Iraq's Odious Debts

Baker says Iraq’s debt is unsustainable

Liz Austin
The Guardian (U.K.)
April 2, 2004

Dallas: Iraq’s debt is “simply unsustainable” and must be reduced if the country’s economy and government are to be rebuilt, former Secretary of State James A. Baker III said Thursday.

President Bush appointed Baker in December to serve as a special envoy in seeking an international deal to lower and refinance Iraq’s staggering foreign debt – it owes an estimated $125 billion to other countries, excluding war reparations.

“These debts can never be paid in full, even under the most optimistic circumstances,” Baker told about 500 people at a lunch sponsored by the University of Texas at Dallas and the World Affairs Council of Greater Dallas.

Efforts to enforce the debts could “sink the Iraqi economy and, with it, all practical hope for a successful transition to a government of, by and for the Iraqi people,” he said.

Several countries have signaled they would forgive some of the debt accumulated by Iraq during the rule of Saddam Hussein.

Saudi Arabia and Kuwait said, however, they would reach deals only with a sovereign Iraqi government.
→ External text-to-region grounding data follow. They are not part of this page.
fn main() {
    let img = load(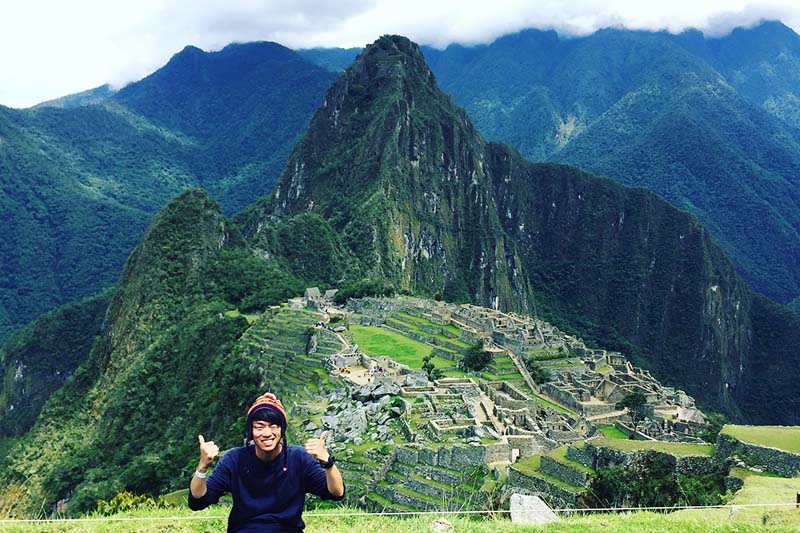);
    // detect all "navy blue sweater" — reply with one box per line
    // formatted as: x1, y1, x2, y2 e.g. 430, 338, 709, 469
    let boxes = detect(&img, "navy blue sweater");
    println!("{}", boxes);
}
188, 444, 344, 532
Baker is insisting debt relief must come now.

“It cannot wait, as is the usual practice, until there is a new government in place, or we will never get the job done in the year 2004,” he said.

Baker said he plans to begin discussions in the next few weeks regarding the exact amount of debt each country would forgive.

Baker, secretary of state from 1989 to 1992, served under President Reagan as White House chief of staff and then as treasury secretary. He managed Bush’s father’s 1980, 1988 and 1992 presidential campaigns.